Anyone here know how to implement an access list on a CISCO 4400 WCS? There is an entry in the GUI under Security called ACL, and it LOOKS like a standard CISCO ACL, but it doesn’t seem to be doing what I want. Basically, what I’m wanting to do is put in an ACL that allows the wireless users of the managed APs to send traffic out via port 80 (www), but nothing else. I can set up an ACL on the switch and apply it to the ports the APs are located in, but if I can use this device to do the same thing it will be a much more elegant solution. Trouble is, I’ve never used one of these managed AP servers before and I’m not sure what all it can do.
Here’s what I put in:
Seq 1, permit 10.10.10.0 255.255.255.0 (to any destination) protocol 80, direction outbound
Seq 2, deny 10.10.10.0 255.255.255.0 any protocol, any source or destination, any direction
It threw me for a bit of a loop that they don’t use a reversed mask in these ACLs here, but other than that it LOOKS like it should do what I’m wanting. Trouble is, it doesn’t seem to do anything at all.
Perhaps I’m missing something here, but a few questions.
Why not block at the firewall (assuming there’s one in place) or similar point? Cisco is great for bundling features into their gear, but for the sake of avoiding WLAN latency, I’d rather have perimeter hardware managing ACLs (not that redundant blocking is a bad thing if that’s the case).
Are you sure you only want to allow http traffic? What about port 443 (hell - lemme’ check my damned GMail!)? Do you really want to block DNS queries? How about SFTP (if it’s a client-facing business)? SMTP - you’ve got to have email, I would guess. The list goes on…
Perhaps you could share with us a little more about the purpose of this WLAN.
I also should have mentioned that ACLs on 4400s are kind of funky. They’re not looking at host-client connections.
From Cisco:
The WLC’s notion of inbound versus outbound is nonintuitive. It is from the perspective of the WLC facing towards the wireless client, rather than from the perspective of the client. So, inbound direction means a packet that comes into the WLC from the wireless client and outbound direction means a packet that exits from the WLC towards the wireless client.
I’ve set up a couple 4400’s but I didn’t bother with any ACLs.
For what you’re trying to do, rather than do it through the WLC ACL, just do it at the router. Put your guest SSID users on a specific subnet, and then at the router use PBR to only allow port 80 traffic to pass outbound from that subnet.
If your client can afford to get raped on a 4400 I assume they have a router capable of this.
I finally figured it out…sort of. The key is that the ACL on the 4400 is almost (but not quite) completely opposite to how CISCO normally does ACL’s. Once you have that in mind, it’s easy…ok, no, it wasn’t, but it was workable.
The reason I didn’t put the ACL on the ‘router’ is that this is a pretty decentralized organization with multiple buildings all over the city. It looked like I’d need to deploy an ACL on several devices to achieve the same thing I was able to do with putting it simply on the 4400.
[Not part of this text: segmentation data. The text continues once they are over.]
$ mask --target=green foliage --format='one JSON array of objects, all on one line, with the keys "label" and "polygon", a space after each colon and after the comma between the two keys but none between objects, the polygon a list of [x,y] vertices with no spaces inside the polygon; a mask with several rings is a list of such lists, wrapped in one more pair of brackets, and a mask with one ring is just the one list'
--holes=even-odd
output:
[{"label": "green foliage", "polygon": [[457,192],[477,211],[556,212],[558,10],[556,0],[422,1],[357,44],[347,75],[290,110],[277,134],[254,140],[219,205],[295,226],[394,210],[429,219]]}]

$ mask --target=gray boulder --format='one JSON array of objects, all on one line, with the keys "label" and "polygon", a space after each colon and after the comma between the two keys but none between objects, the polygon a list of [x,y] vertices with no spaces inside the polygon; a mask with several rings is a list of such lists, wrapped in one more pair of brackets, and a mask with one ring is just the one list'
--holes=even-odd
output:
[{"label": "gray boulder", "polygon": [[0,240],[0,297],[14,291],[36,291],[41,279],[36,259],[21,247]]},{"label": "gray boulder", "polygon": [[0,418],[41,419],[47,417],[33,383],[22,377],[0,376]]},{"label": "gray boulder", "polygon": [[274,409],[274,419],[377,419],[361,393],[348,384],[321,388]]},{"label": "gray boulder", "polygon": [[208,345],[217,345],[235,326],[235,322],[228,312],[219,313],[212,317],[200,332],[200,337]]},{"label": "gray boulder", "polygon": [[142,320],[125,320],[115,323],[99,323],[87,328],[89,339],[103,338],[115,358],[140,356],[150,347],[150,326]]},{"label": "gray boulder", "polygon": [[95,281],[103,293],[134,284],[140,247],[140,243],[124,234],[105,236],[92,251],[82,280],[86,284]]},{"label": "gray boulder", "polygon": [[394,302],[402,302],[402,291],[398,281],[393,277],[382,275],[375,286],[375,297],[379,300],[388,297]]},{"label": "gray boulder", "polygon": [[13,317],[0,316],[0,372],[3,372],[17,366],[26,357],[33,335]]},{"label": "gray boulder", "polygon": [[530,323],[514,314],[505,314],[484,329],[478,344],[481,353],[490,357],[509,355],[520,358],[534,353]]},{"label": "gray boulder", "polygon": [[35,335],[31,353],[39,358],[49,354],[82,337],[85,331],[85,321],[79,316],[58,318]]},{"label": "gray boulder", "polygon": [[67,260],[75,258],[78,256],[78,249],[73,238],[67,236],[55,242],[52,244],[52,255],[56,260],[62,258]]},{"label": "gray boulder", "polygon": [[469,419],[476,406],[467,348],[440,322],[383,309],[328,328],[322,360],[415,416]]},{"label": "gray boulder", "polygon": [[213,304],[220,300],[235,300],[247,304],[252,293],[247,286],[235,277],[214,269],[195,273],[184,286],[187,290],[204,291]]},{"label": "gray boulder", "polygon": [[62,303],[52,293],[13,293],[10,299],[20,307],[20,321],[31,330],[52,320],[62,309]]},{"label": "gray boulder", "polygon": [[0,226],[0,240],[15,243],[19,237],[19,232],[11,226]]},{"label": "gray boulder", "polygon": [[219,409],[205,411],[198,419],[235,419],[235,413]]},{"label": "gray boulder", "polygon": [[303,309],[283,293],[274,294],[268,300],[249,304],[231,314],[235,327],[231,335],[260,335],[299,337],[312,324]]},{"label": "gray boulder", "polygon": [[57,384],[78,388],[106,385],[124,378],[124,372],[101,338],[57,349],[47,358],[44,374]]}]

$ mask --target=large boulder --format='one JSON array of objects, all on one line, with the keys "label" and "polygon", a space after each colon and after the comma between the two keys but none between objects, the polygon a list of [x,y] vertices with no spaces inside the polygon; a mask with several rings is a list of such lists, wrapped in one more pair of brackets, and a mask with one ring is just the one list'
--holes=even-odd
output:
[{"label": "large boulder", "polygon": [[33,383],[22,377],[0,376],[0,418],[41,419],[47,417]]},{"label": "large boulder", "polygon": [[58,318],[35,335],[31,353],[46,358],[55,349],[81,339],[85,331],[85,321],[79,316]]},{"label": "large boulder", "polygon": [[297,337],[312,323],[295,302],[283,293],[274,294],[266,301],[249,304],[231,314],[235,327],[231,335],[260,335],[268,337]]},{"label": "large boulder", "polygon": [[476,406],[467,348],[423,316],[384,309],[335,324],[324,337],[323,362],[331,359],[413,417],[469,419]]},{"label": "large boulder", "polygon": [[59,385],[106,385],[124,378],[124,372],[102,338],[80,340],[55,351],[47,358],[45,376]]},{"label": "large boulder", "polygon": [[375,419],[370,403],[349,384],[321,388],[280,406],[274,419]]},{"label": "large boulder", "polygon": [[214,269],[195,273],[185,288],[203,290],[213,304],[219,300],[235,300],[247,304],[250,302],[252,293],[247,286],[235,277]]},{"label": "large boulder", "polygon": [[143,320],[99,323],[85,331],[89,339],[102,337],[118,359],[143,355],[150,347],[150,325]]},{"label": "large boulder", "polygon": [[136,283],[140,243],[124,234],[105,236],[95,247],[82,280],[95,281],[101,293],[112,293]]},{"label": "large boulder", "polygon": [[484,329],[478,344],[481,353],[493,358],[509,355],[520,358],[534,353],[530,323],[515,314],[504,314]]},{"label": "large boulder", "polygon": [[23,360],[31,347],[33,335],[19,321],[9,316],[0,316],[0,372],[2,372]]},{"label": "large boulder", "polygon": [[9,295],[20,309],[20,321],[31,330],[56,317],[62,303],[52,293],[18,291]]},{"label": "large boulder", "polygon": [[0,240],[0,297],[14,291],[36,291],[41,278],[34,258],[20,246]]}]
There was one odd thing I never could figure out. For some reason putting in an ACL rule to allow HTTP (inbound and outbound to any any) breaks the users connection to that service. I ended up going with a reverse system that denied things like ICMP, Telnet, port 3389 and a few other ports to deny access to our core services. That left HTTP traffic working fine (as well as DHCP) while blocking at least the essentials. It would have been easier if I could have done a deny all and simply allowed HTTP/DNS/DHCP, but that just didn’t seem to work.